Government Faces Massive Civil Liability for Sutherland Springs Mass Shooting
In a significant ruling on civil liability for gun-related fatalities, a federal trial court this past week ordered the federal government to pay more than $230 million to families and victims of the 2017 Sutherland Springs mass shooting. The survivors and their kin sued under the Federal Tort Claims Act, alleging that the Air Force’s failure to properly report the shooter’s prior domestic violence conviction—which barred him from possessing or purchasing guns under federal law—freed him to purchase the firearm used in the shootings. In a ruling last year following an extensive trial, the court determined that the federal government failed to exercise reasonable care and was 60% at fault for the injuries that resulted. (This case stands in contrast to a suit brought by survivors against the gun shop that sold the shooter the weapon, as the Texas Supreme Court determined recently that the suit against Academy Sports + Outdoor was barred by the Protection of Lawful Commerce in Arms Act.)

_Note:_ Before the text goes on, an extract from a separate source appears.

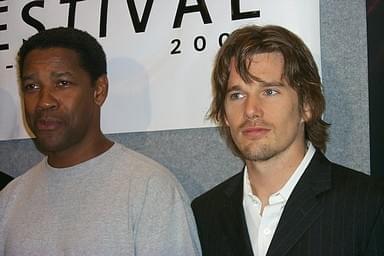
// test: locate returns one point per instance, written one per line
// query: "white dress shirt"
(262, 227)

In this week’s 185-page decision in Holcombe v. United States, the court resolved disputes over the amount of damages the plaintiffs suffered. The court noted the difficulty of quantifying the injuries in a case like this (footnote omitted):
Ultimately, there is no satisfying way to determine the worth of these families’ pain. However, the Court has looked to other damage awards for wrongful death and personal injury for guidance, particularly other FTCA cases. While this case is unprecedented in kind and scope, these awards have been instructive. Given the number of injured and deceased persons in this tragic shooting, the Court will discuss the amount of these damages awards by each family, per each claimant.
The court then painstakingly, in over a hundred pages of opinion, chronicled the details of the approximately 80 persons who suffered devastating direct and indirect injuries from the shooting.
This is not the first tort lawsuit against the government for failed processes that resulted in a mass shooting. Victims and their families sued the federal government after the 2015 Charleston shooting, and the Fourth Circuit ruled that their claims under the FTCA could proceed. Last year, the government reached a settlement in the case with $63 million for families of those killed and $25 to survivors.